Caspian Networks, a start-up based in San Jose, California, announced the general availability of its Apeiro flow-based router designed for delivering "ATM-equivalent" QoS using IP. Caspian Networks' core innovation is to examine each packet entering the router, identify flows, and then store to memory the flow's relevant routing information as well as its QoS, loss, delay and jitter characteristics. Subsequent packets in the flow are switched based on the "flow state" data already in memory. By tracking potentially tens of millions of microflows per 10 Gbps interface per second in hardware, Caspian said its Apeiro platform provides deterministic QoS for premium IP traffic that is equivalent to ATM. Caspian Networks said its ASIC-driven platform is capable of handling 500,000+ flow set-ups per second, scaling far beyond the circuit set-up rates typical of ATM and MPLS. The Apeiro platform interoperates with and supports standard network protocols such as BGP, IS-IS, IPv6, and MPLS. Caspian features a fully distributed and redundant hardware architecture in which switching, forwarding, routing and management are handled by the ASICs on each line card. The system scales to 120 Gbps full duplex I/O capacity per shelf, or 360 Gbps full duplex I/O capacity per rack. This could accommodate 36 OC-192c/STM-64c ports, 36 10 GigE ports, 144 OC-48c/STM-16c or OC-12c/STM-4c ports, 288 1 GigE ports, or 432 OC-3c/STM-1c ports. The Caspian design also provides a Logical Router capability with separate routing domains within a single router.

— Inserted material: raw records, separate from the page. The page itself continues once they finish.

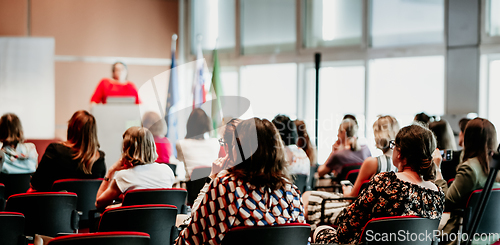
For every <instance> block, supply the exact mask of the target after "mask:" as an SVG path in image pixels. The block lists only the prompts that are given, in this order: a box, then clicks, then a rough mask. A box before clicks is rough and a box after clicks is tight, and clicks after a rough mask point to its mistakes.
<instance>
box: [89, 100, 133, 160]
mask: <svg viewBox="0 0 500 245" xmlns="http://www.w3.org/2000/svg"><path fill="white" fill-rule="evenodd" d="M91 112H92V115H94V117H95V119H96V122H97V137H98V139H99V144H100V145H101V147H100V149H101V151H103V152H104V153H105V159H104V160H105V161H106V168H107V169H109V168H110V167H111V166H112V165H113V164H114V163H115V162H116V161H118V160H119V159H120V157H121V153H122V141H123V133H125V130H127V129H128V128H130V127H133V126H141V113H140V110H139V105H136V104H110V103H108V104H96V105H94V106H93V107H92V110H91Z"/></svg>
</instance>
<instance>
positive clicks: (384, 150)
mask: <svg viewBox="0 0 500 245" xmlns="http://www.w3.org/2000/svg"><path fill="white" fill-rule="evenodd" d="M398 131H399V123H398V121H397V120H396V118H394V117H393V116H389V115H386V116H379V118H378V119H377V121H375V123H373V135H374V137H375V146H376V147H377V148H379V149H380V150H382V151H383V152H384V153H385V152H387V151H388V150H389V149H390V148H389V141H391V140H394V139H396V134H397V133H398Z"/></svg>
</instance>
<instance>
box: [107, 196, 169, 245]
mask: <svg viewBox="0 0 500 245" xmlns="http://www.w3.org/2000/svg"><path fill="white" fill-rule="evenodd" d="M176 217H177V208H176V207H175V206H172V205H161V204H157V205H134V206H125V207H123V206H122V207H119V208H112V209H108V210H106V211H104V213H103V214H102V216H101V221H100V222H99V229H98V231H100V232H101V231H140V232H146V233H148V234H149V235H150V236H151V240H150V245H160V244H172V242H173V239H175V237H176V236H177V234H176V233H175V232H172V231H174V230H175V229H177V228H176V227H175V221H176ZM174 236H175V237H174Z"/></svg>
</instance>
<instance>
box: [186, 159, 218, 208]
mask: <svg viewBox="0 0 500 245" xmlns="http://www.w3.org/2000/svg"><path fill="white" fill-rule="evenodd" d="M211 171H212V168H211V167H198V168H195V169H193V172H192V173H191V178H190V180H189V181H187V182H186V190H187V191H188V198H187V199H188V200H187V203H188V204H189V205H192V204H193V203H194V200H196V198H197V197H198V194H199V193H200V190H201V189H202V188H203V186H205V183H206V181H207V178H208V176H209V175H210V172H211Z"/></svg>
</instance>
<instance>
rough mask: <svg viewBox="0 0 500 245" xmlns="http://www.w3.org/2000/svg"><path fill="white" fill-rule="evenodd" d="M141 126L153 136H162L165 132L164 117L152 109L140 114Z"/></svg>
mask: <svg viewBox="0 0 500 245" xmlns="http://www.w3.org/2000/svg"><path fill="white" fill-rule="evenodd" d="M142 126H143V127H145V128H147V129H149V131H151V133H152V134H153V136H164V135H165V134H166V133H167V132H165V131H166V130H165V129H166V127H167V124H166V123H165V119H163V118H161V117H160V115H158V113H156V112H154V111H148V112H146V113H145V114H144V116H142Z"/></svg>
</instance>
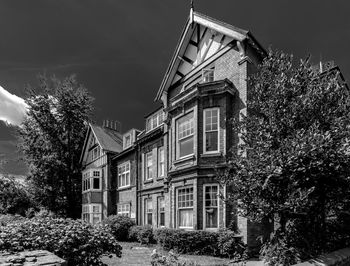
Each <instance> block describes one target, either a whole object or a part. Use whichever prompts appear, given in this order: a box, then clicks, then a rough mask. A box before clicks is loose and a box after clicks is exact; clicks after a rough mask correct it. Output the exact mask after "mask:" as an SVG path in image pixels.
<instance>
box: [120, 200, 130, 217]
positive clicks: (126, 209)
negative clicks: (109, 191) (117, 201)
mask: <svg viewBox="0 0 350 266" xmlns="http://www.w3.org/2000/svg"><path fill="white" fill-rule="evenodd" d="M118 214H119V215H124V216H128V217H130V203H124V204H118Z"/></svg>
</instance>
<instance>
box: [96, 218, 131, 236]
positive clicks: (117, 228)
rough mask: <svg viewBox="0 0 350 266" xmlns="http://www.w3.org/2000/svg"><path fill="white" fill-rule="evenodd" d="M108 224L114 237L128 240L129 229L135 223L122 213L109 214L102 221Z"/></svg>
mask: <svg viewBox="0 0 350 266" xmlns="http://www.w3.org/2000/svg"><path fill="white" fill-rule="evenodd" d="M103 223H104V224H108V225H109V226H110V227H111V229H112V233H113V235H114V236H115V238H116V239H117V240H119V241H127V240H129V230H130V228H131V227H132V226H134V225H135V221H134V220H133V219H131V218H129V217H127V216H124V215H111V216H108V217H107V219H105V220H104V221H103Z"/></svg>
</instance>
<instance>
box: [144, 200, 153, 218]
mask: <svg viewBox="0 0 350 266" xmlns="http://www.w3.org/2000/svg"><path fill="white" fill-rule="evenodd" d="M148 202H151V206H152V209H151V211H149V209H148V204H147V203H148ZM148 214H151V217H152V220H151V224H149V223H148ZM144 222H145V223H144V224H145V225H147V224H148V225H153V200H152V198H146V199H145V220H144Z"/></svg>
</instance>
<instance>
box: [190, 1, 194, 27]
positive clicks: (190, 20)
mask: <svg viewBox="0 0 350 266" xmlns="http://www.w3.org/2000/svg"><path fill="white" fill-rule="evenodd" d="M193 12H194V3H193V0H191V9H190V23H191V24H192V25H191V26H192V27H193V24H194V15H193Z"/></svg>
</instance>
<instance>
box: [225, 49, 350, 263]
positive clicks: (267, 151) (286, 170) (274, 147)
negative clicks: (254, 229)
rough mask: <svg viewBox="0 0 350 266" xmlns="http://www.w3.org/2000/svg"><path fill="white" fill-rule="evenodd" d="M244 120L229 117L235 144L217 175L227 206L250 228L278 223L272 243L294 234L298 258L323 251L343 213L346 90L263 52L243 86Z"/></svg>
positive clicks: (347, 154) (333, 81) (346, 145)
mask: <svg viewBox="0 0 350 266" xmlns="http://www.w3.org/2000/svg"><path fill="white" fill-rule="evenodd" d="M243 114H244V112H242V115H241V116H240V117H234V118H233V121H232V124H233V127H234V129H235V130H236V132H237V134H238V135H237V137H238V136H239V137H240V140H239V141H237V144H236V145H235V146H234V147H233V149H232V157H231V158H228V160H227V168H226V169H225V170H223V171H222V172H220V173H219V178H220V179H221V182H222V183H224V184H226V185H228V186H230V187H231V188H232V189H231V192H232V193H231V194H230V196H229V197H228V198H227V201H228V202H230V203H232V204H234V205H236V207H238V210H239V214H240V215H242V216H244V217H247V218H248V219H250V220H253V221H262V220H270V221H272V220H273V219H275V218H276V217H277V218H278V222H279V224H280V229H279V230H280V231H281V232H282V233H283V234H282V233H281V234H278V235H277V236H275V237H276V238H279V237H280V236H283V237H285V238H287V239H289V238H290V237H292V234H295V233H296V235H297V236H298V239H297V241H294V242H292V243H291V244H292V245H296V246H291V247H293V248H295V249H298V250H300V251H301V254H303V256H304V255H313V254H318V253H321V252H324V251H325V250H326V246H327V245H328V244H327V241H328V239H329V238H330V235H329V233H330V231H329V220H334V219H335V220H338V219H339V215H340V214H341V213H342V212H344V211H346V210H349V206H350V205H349V203H350V200H349V199H350V179H349V159H350V142H349V139H350V123H349V122H350V115H349V114H350V94H349V90H348V89H347V87H346V86H345V85H344V84H343V83H342V81H341V80H340V78H339V75H338V73H337V72H336V70H333V71H331V72H327V73H323V74H319V73H317V72H316V71H315V70H314V69H313V68H312V67H310V65H309V64H308V62H307V61H301V62H300V63H299V64H297V65H295V64H293V59H292V56H290V55H287V54H285V53H282V52H272V51H270V54H269V56H268V57H267V58H266V59H265V60H264V61H263V63H262V65H261V66H259V67H258V71H257V73H256V75H254V76H253V77H252V78H251V79H250V80H249V89H248V98H247V114H248V115H246V116H245V115H243ZM237 140H238V138H237ZM287 224H288V226H287ZM274 241H275V242H273V243H272V245H274V243H277V240H274ZM278 241H283V238H282V239H279V240H278ZM305 243H309V244H308V246H306V244H305ZM270 246H271V245H270ZM271 247H272V246H271ZM287 247H288V249H289V248H290V246H288V245H287ZM265 253H266V252H265ZM307 253H308V254H307Z"/></svg>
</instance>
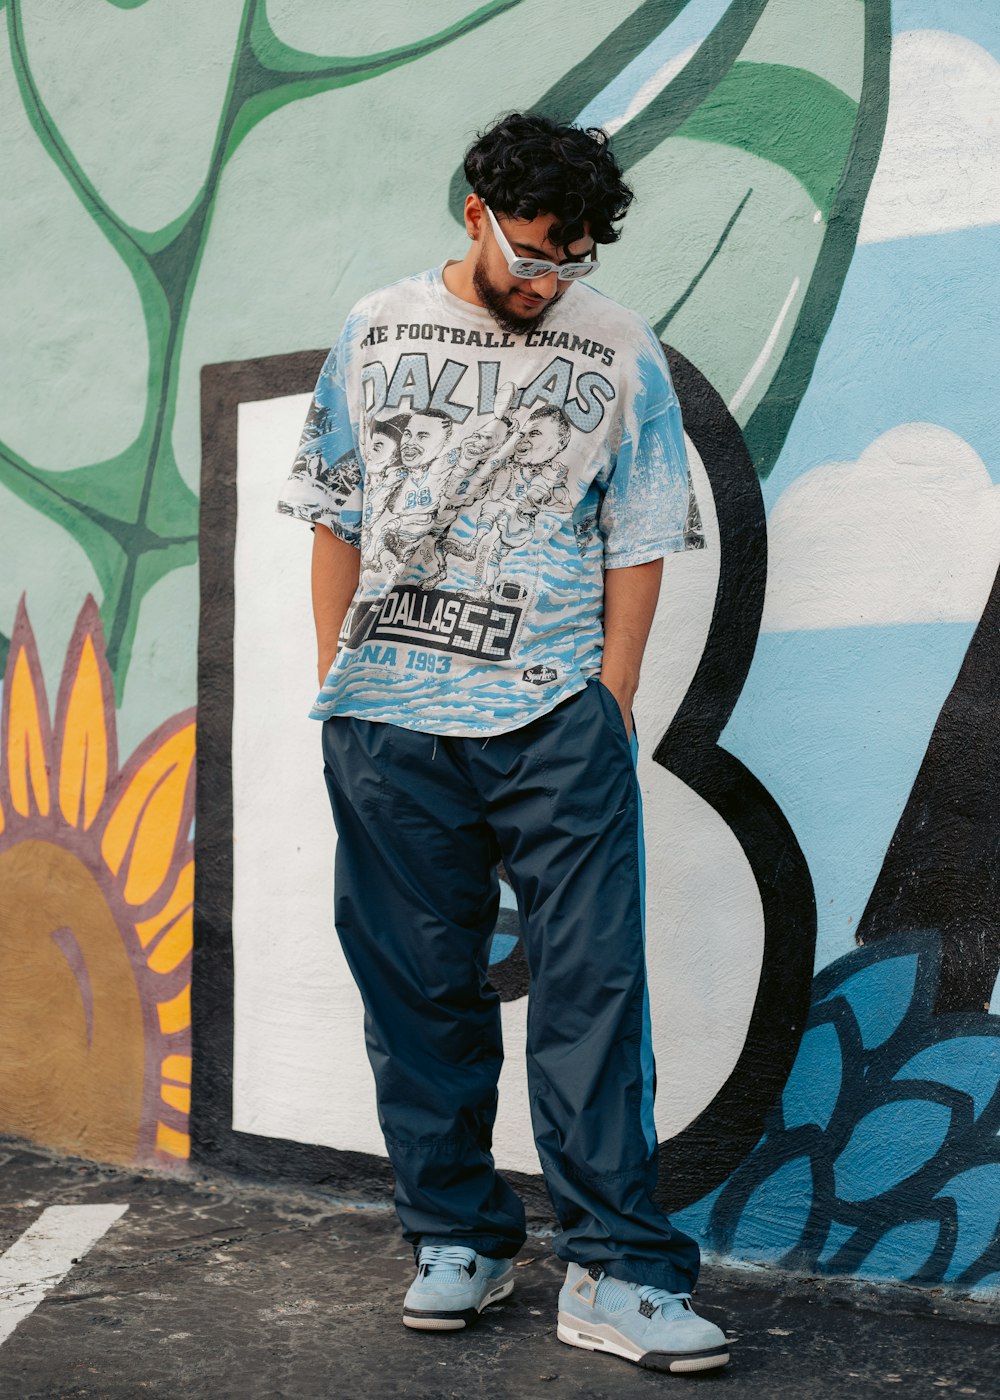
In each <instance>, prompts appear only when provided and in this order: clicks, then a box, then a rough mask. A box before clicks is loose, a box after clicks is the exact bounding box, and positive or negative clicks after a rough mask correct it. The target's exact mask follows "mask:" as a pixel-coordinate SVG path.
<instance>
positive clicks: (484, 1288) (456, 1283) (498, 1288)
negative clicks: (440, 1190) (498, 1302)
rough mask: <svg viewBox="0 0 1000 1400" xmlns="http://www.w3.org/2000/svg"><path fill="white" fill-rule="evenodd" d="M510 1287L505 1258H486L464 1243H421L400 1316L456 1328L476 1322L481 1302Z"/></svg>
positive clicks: (508, 1269)
mask: <svg viewBox="0 0 1000 1400" xmlns="http://www.w3.org/2000/svg"><path fill="white" fill-rule="evenodd" d="M513 1287H514V1266H513V1263H511V1260H510V1259H487V1257H486V1256H485V1254H476V1252H475V1249H466V1247H465V1246H464V1245H423V1246H422V1247H420V1249H419V1250H417V1275H416V1278H415V1280H413V1282H412V1284H410V1287H409V1291H408V1294H406V1298H405V1299H403V1322H405V1323H406V1326H408V1327H422V1329H424V1330H427V1331H455V1330H457V1329H458V1327H468V1326H471V1324H472V1323H473V1322H478V1319H479V1313H480V1312H482V1310H483V1308H486V1306H487V1305H489V1303H496V1302H499V1301H500V1299H501V1298H506V1296H507V1294H508V1292H510V1291H511V1289H513Z"/></svg>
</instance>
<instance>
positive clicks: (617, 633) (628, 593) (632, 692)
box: [601, 559, 664, 739]
mask: <svg viewBox="0 0 1000 1400" xmlns="http://www.w3.org/2000/svg"><path fill="white" fill-rule="evenodd" d="M662 567H664V561H662V559H654V560H653V561H651V563H648V564H634V566H633V567H630V568H609V570H606V571H605V575H604V658H602V662H601V685H604V686H606V687H608V690H611V693H612V694H613V697H615V700H618V708H619V710H620V711H622V722H623V724H625V732H626V734H627V736H629V739H630V738H632V701H633V700H634V697H636V690H637V689H639V666H640V664H641V659H643V651H644V650H646V638H647V637H648V634H650V627H651V626H653V615H654V612H655V610H657V598H658V595H660V580H661V577H662Z"/></svg>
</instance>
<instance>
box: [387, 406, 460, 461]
mask: <svg viewBox="0 0 1000 1400" xmlns="http://www.w3.org/2000/svg"><path fill="white" fill-rule="evenodd" d="M448 430H450V424H448V423H445V420H444V419H436V417H433V416H430V414H424V413H413V414H412V416H410V420H409V423H408V424H406V427H405V430H403V437H402V442H401V444H399V455H401V456H402V459H403V465H405V466H409V468H413V466H427V463H429V462H433V461H434V458H436V456H440V455H441V452H443V451H444V444H445V442H447V438H448Z"/></svg>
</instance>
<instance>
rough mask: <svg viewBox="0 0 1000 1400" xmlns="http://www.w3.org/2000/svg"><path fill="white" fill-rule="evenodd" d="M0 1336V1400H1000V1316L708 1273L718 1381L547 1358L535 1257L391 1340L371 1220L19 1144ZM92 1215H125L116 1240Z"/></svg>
mask: <svg viewBox="0 0 1000 1400" xmlns="http://www.w3.org/2000/svg"><path fill="white" fill-rule="evenodd" d="M0 1168H1V1170H0V1183H1V1184H0V1252H6V1253H3V1257H0V1336H3V1333H4V1327H6V1329H10V1327H11V1323H13V1322H14V1320H15V1316H17V1313H14V1312H13V1310H11V1309H13V1308H14V1306H17V1303H18V1299H20V1303H21V1308H22V1310H24V1312H25V1313H27V1315H25V1316H22V1317H21V1320H20V1322H17V1326H14V1327H13V1330H10V1331H8V1336H7V1337H6V1340H3V1341H1V1343H0V1394H1V1396H3V1397H4V1400H35V1397H38V1400H42V1397H45V1400H53V1397H74V1400H76V1397H81V1400H83V1397H87V1400H91V1397H92V1400H98V1397H99V1400H134V1397H144V1396H151V1397H154V1396H161V1397H169V1400H174V1397H185V1400H188V1397H192V1400H200V1397H211V1400H228V1397H239V1400H265V1397H268V1400H272V1397H275V1400H277V1397H280V1400H300V1397H301V1400H314V1397H315V1400H321V1397H338V1400H354V1397H367V1396H373V1397H378V1400H381V1397H395V1396H399V1397H403V1396H408V1397H419V1400H445V1397H466V1396H475V1397H485V1400H494V1397H507V1396H511V1397H514V1396H517V1397H522V1400H569V1397H573V1400H605V1397H606V1400H612V1397H613V1400H630V1397H640V1396H641V1397H651V1396H655V1394H660V1393H671V1394H681V1393H683V1392H688V1393H690V1392H696V1393H697V1394H702V1396H704V1394H706V1393H707V1392H711V1393H713V1394H716V1396H718V1400H723V1397H725V1400H741V1397H745V1396H754V1397H756V1400H772V1397H773V1400H779V1397H782V1400H783V1397H789V1400H804V1397H822V1400H839V1397H845V1400H846V1397H852V1400H859V1397H868V1396H899V1397H902V1396H906V1400H909V1397H912V1396H936V1394H941V1393H948V1394H952V1396H971V1394H975V1396H979V1397H980V1400H997V1397H1000V1319H999V1315H997V1309H996V1306H994V1305H990V1303H986V1302H972V1301H969V1299H957V1298H952V1296H948V1295H944V1294H941V1292H940V1291H919V1289H909V1288H903V1287H895V1288H874V1287H868V1285H857V1284H849V1282H840V1281H833V1282H832V1281H829V1280H818V1278H794V1277H790V1275H787V1274H780V1273H777V1271H775V1270H762V1268H755V1270H734V1268H725V1267H720V1266H717V1264H716V1266H713V1264H709V1266H707V1267H706V1268H704V1273H703V1277H702V1284H700V1288H699V1296H697V1305H699V1309H700V1310H702V1312H704V1315H706V1316H709V1317H711V1319H713V1320H716V1322H718V1323H720V1324H723V1326H725V1329H727V1331H728V1334H730V1337H731V1340H732V1362H731V1365H730V1366H728V1368H725V1369H724V1371H720V1372H713V1373H709V1375H703V1376H665V1375H657V1373H653V1372H644V1371H640V1369H637V1368H636V1366H632V1365H630V1364H629V1362H625V1361H619V1359H616V1358H612V1357H599V1355H594V1354H591V1352H584V1351H578V1350H574V1348H571V1347H566V1345H563V1344H562V1343H559V1341H557V1340H556V1334H555V1302H556V1294H557V1291H559V1282H560V1277H562V1268H560V1266H559V1263H557V1260H556V1259H555V1257H553V1256H552V1253H550V1250H549V1246H548V1242H546V1240H545V1239H543V1238H532V1239H531V1240H529V1242H528V1246H527V1247H525V1249H524V1252H522V1253H521V1256H520V1259H518V1268H517V1285H515V1291H514V1294H513V1296H511V1298H510V1299H507V1301H506V1302H503V1303H499V1305H496V1306H494V1308H492V1309H490V1310H489V1312H487V1313H485V1315H483V1319H482V1322H480V1324H479V1327H476V1329H475V1330H471V1331H464V1333H451V1334H427V1333H416V1331H410V1330H408V1329H405V1327H403V1326H402V1324H401V1320H399V1319H401V1303H402V1295H403V1292H405V1288H406V1285H408V1282H409V1278H410V1277H412V1259H410V1254H409V1250H408V1249H406V1246H405V1245H403V1243H402V1240H401V1238H399V1233H398V1231H396V1225H395V1217H394V1215H392V1212H391V1211H389V1210H387V1208H385V1207H384V1205H381V1204H378V1203H374V1204H371V1205H359V1204H346V1203H338V1201H335V1200H331V1198H328V1197H324V1196H321V1194H318V1193H315V1191H297V1190H287V1189H279V1187H268V1186H261V1184H248V1183H242V1182H234V1180H230V1179H223V1177H210V1176H204V1177H197V1179H188V1177H183V1179H181V1177H164V1176H153V1175H141V1173H134V1172H127V1170H120V1169H116V1168H102V1166H94V1165H91V1163H84V1162H77V1161H70V1159H62V1158H56V1156H52V1155H49V1154H45V1152H41V1151H38V1149H34V1148H29V1147H25V1145H24V1144H20V1142H14V1141H0ZM98 1205H104V1207H105V1210H104V1212H101V1211H94V1210H91V1211H90V1212H87V1211H83V1212H81V1211H64V1210H63V1211H52V1212H50V1214H49V1215H45V1217H43V1214H42V1212H43V1211H46V1208H49V1207H91V1208H92V1207H98ZM108 1205H116V1207H127V1210H125V1211H123V1212H120V1214H119V1215H118V1218H115V1219H113V1221H112V1217H115V1214H116V1212H115V1211H109V1210H106V1207H108ZM88 1221H90V1222H91V1224H90V1225H87V1222H88ZM94 1221H97V1224H94ZM91 1228H92V1232H95V1233H97V1235H99V1238H97V1239H95V1242H94V1243H92V1245H90V1247H87V1245H88V1240H84V1243H83V1245H81V1243H80V1238H81V1233H84V1235H85V1233H87V1229H91ZM74 1229H76V1231H77V1238H76V1240H74V1239H73V1238H71V1233H70V1235H66V1233H64V1232H67V1231H70V1232H71V1231H74ZM25 1232H27V1235H25ZM20 1238H21V1243H18V1245H17V1246H15V1247H14V1249H11V1246H14V1245H15V1242H17V1240H18V1239H20ZM66 1240H69V1243H67V1242H66ZM60 1249H64V1250H66V1259H64V1260H63V1261H62V1263H59V1250H60ZM63 1268H66V1270H67V1271H66V1273H64V1277H62V1278H59V1274H60V1273H62V1270H63ZM32 1270H35V1274H39V1273H41V1274H43V1275H45V1277H43V1278H42V1281H41V1282H38V1280H36V1278H35V1277H29V1275H32ZM32 1284H34V1285H35V1291H34V1294H32ZM46 1287H48V1292H45V1296H41V1294H42V1291H43V1289H45V1288H46ZM38 1296H41V1301H39V1302H38V1305H36V1306H35V1308H34V1310H28V1308H29V1303H31V1301H32V1298H38ZM4 1309H6V1313H4ZM4 1316H6V1323H4Z"/></svg>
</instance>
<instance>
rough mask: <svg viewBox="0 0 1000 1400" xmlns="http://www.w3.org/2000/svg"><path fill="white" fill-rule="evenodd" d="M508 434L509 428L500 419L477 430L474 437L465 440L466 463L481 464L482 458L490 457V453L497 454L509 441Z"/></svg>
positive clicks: (492, 421)
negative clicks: (504, 444)
mask: <svg viewBox="0 0 1000 1400" xmlns="http://www.w3.org/2000/svg"><path fill="white" fill-rule="evenodd" d="M508 434H510V428H508V426H507V424H506V423H504V421H501V420H500V419H493V420H492V421H490V423H486V424H483V427H480V428H476V431H475V433H473V434H472V437H468V438H465V441H464V442H462V459H464V461H466V462H479V461H480V459H482V458H485V456H489V455H490V452H496V449H497V448H499V447H500V445H501V444H503V442H506V441H507V437H508Z"/></svg>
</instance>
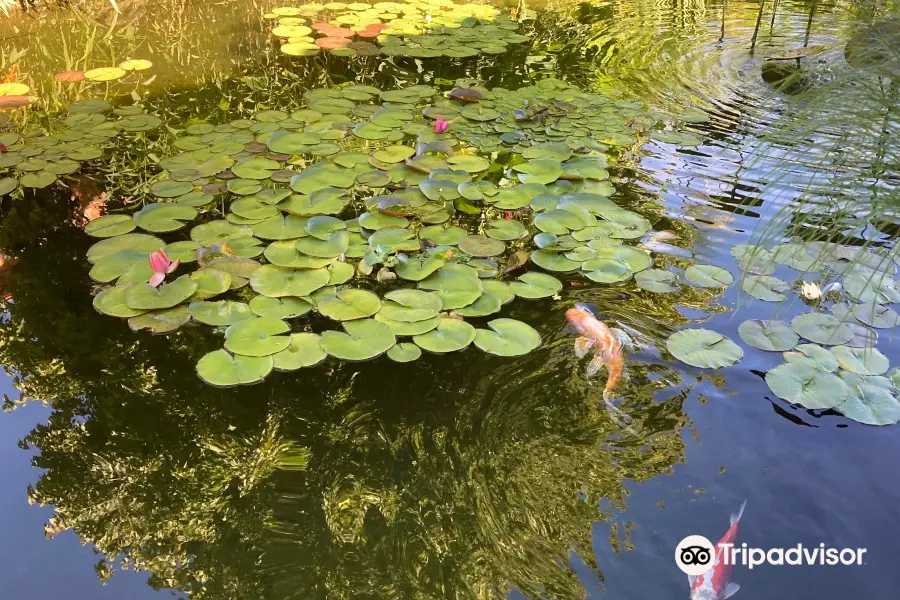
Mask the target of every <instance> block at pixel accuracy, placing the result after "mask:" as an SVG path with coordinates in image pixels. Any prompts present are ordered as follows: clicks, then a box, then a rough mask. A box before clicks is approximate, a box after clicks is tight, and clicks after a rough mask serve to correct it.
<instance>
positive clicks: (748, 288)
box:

Caspian's Apeiro platform is currently in lab trials with a number of RBOCs, IXCs and international PTTs. The company is also offering a "Caspian CORE trade-up program" in which service providers receive credits for trading in existing routers or ATM switches.
http://www.caspian.com
- In February 2002, Caspian Networks closed $120 million in fourth round venture funding. Total investment in the company now stands at $262 million.
Caspian currently employs about 120 people.
Caspian Networks was founded by Dr. Lawrence Roberts, who is credited with the design, initiation, planning and development of the ARPANET, the world's first major packet network.